Хочется спросить что-нибудь глупое и наивное. Например, "ты там как?". Это совершенно не помешает ни бежать, ни лезть, ни приземляться и опять бежать. Одуванчик просматривает дом Моро на предмет неожиданных шевелений. Предупредит, если что. Разговор не помешал бы двигаться. Но достаточно и одной мысли о том, что можно спросить – и тебе что-нибудь этакое рявкнут в ответ. Тепло. Хорошо. Выглянуть из-за угла, проверить маршрут до следующей опорной точки. Там – метров пять – лучше ползком, потому что из подвального окошка можно заметить человека, но шевеление травы – это просто крыса, большая приречная крыса, их тут много. Окошко под потолком подвала, но откуда я знаю... будем исходить из того, что сукин сын наблюдает. Я крыса, мне удобно ползти. Ползти и думать о том, что можно спросить и услышать ответ, и до чего же это здорово...
...и если я не справлюсь, ничего не будет.
Это глупость, это совсем глупость – и там, внутри головы, есть кто-то, кто это даже понимает, но это неважно. Я так устроен и пока так для всех безопаснее. Потому что "право" – это то, чего можно требовать. Чего следует требовать. В нас это слишком хорошо вбили. Калитка открыта, как и обещано. Прокатиться внутрь – и опять можно бежать. Голова не возражает. В нас это вбили – и пока я не вправлю этот вывих, лучше считать, что никаких прав у меня нет. Никаких. Только то, что куплено и добыто. Или подарено. Это вредно для меня, но только для меня. Следующий двор. Гараж. Дверь открыта. Коридор, прихожая, лестница наверх. Наверху шевеление. Потом тишина.
Еще коридор. Спальня. Один у окна – такой себе колобок, только бабушке не позавидуешь, а лисе тем более, один на кровати – это от какой же смеси такие глаза с таким клювом... да он моложе меня. Ну Алваро, ну жук.
– Звук, – говорит Максим. – Мне надо перекинуть звук.

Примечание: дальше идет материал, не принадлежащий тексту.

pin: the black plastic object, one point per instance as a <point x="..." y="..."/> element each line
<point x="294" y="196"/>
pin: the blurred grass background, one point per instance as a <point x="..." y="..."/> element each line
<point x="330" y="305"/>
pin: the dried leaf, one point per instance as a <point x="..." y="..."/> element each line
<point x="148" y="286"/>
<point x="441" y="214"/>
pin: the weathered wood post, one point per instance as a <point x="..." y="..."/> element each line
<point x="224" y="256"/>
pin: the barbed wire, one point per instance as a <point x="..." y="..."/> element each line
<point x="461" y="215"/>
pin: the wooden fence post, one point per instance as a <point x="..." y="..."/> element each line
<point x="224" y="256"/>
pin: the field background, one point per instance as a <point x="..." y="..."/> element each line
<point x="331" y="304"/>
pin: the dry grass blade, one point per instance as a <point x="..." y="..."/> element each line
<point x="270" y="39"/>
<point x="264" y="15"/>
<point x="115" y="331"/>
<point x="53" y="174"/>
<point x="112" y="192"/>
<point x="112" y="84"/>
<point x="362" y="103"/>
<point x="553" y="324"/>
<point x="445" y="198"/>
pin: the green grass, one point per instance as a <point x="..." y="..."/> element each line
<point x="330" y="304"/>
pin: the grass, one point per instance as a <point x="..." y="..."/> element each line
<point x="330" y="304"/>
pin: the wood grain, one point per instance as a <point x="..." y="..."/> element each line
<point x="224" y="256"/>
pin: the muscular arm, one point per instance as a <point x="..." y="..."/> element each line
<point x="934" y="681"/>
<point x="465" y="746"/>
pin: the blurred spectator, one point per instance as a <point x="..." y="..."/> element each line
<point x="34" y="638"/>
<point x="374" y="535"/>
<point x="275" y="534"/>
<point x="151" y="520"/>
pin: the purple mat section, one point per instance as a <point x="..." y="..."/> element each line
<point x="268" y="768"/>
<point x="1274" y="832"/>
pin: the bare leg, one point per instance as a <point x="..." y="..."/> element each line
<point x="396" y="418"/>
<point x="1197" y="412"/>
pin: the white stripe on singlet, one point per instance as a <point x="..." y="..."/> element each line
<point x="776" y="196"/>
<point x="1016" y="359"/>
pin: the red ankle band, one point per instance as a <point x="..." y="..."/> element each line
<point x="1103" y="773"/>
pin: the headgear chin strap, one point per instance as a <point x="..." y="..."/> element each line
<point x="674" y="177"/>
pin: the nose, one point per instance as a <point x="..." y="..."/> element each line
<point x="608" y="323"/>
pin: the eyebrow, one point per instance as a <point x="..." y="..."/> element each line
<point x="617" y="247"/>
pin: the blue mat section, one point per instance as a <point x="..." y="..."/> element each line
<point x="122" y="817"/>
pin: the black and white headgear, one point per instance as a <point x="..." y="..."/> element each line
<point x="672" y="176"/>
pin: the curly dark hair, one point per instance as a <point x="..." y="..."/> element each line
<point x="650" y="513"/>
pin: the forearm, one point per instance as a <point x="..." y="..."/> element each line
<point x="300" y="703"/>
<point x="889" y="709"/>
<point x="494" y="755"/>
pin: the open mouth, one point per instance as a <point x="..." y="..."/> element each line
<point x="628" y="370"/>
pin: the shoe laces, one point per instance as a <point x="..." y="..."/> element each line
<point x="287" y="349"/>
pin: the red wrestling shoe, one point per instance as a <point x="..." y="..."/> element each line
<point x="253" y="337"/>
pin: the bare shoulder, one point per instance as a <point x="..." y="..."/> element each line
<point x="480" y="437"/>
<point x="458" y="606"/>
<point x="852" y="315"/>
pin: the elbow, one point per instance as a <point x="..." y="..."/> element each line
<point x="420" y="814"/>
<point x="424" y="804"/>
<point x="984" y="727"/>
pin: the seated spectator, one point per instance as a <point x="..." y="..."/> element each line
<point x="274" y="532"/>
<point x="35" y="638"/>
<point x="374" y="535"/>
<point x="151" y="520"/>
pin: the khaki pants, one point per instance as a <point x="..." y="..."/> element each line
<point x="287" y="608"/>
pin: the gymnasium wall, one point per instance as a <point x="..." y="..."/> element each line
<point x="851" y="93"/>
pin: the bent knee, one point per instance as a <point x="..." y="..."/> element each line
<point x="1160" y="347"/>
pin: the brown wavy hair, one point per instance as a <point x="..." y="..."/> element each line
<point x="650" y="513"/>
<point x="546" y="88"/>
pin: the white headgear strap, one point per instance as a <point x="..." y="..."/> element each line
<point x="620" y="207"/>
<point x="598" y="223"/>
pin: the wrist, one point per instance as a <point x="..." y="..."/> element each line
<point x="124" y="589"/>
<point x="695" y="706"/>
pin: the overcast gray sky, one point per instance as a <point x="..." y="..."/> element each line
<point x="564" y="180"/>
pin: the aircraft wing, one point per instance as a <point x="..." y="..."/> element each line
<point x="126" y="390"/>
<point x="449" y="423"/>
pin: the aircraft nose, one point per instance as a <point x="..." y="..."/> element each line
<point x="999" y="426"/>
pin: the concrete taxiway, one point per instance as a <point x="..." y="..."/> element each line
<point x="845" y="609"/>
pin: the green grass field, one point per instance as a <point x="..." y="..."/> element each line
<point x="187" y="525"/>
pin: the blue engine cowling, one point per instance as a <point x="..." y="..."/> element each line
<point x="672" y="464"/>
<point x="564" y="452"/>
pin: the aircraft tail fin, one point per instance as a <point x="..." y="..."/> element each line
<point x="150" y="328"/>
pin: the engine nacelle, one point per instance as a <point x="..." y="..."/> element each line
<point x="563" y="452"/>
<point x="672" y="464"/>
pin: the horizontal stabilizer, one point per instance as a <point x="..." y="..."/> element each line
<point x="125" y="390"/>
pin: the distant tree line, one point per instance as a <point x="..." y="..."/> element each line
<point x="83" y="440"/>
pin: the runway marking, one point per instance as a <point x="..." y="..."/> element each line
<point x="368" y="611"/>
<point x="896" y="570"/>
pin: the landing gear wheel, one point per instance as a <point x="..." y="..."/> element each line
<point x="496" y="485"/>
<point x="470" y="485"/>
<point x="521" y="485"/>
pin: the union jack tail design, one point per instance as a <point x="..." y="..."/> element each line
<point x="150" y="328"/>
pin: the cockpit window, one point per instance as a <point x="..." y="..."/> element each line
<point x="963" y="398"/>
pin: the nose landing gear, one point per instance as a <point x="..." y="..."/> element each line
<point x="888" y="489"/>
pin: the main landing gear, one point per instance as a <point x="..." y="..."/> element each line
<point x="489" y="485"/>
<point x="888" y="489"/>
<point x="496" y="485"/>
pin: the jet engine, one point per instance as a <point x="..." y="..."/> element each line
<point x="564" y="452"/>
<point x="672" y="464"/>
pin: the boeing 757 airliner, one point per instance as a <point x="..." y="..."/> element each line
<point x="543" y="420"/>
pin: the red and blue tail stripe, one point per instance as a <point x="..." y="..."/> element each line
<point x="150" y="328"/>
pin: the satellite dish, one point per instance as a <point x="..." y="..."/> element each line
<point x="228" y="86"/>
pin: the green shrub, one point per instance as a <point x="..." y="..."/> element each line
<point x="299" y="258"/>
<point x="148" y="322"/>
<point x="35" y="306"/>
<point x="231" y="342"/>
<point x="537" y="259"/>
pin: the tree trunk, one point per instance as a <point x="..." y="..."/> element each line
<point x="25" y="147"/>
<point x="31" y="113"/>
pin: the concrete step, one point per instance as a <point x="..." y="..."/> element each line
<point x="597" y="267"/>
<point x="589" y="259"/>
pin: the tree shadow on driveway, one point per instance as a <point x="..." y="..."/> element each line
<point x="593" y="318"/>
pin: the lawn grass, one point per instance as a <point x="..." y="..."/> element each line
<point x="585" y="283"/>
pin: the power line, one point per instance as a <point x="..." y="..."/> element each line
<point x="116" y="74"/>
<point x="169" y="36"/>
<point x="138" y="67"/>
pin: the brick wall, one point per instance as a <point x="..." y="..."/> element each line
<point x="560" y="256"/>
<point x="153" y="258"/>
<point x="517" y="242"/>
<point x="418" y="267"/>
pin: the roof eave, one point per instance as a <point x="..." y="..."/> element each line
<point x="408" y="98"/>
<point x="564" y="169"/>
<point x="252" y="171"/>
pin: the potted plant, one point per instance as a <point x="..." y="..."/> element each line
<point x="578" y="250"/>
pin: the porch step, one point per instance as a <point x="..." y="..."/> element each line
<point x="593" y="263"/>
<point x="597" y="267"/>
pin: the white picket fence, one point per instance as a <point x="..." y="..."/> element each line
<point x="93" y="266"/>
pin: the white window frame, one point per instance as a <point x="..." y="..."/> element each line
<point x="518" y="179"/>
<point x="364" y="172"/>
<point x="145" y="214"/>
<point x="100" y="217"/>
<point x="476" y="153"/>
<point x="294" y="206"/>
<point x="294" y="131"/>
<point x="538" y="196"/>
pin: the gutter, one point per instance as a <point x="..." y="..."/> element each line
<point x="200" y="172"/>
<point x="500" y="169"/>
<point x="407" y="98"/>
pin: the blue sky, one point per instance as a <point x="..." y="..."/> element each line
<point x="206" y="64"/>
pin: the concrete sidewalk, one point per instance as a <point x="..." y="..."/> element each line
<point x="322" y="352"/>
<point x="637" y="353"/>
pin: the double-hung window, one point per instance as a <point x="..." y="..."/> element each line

Смуглый, раскосый и носатый, спокойный, как бетонная стенка, кивает на подоконник. Там коробочка приемника. Господи, благослови мировую стандартизацию и отсутствие во Флоресте подпольного высокотехнологичного производства: разъемы типовые. Приемник, конечно, собран своими руками – но из стандартных деталей. Провода. Батарея. Проверить уровень через свои наушники... хлебнуть звука, задохнуться, ослепнуть, очутиться в кипящем котле.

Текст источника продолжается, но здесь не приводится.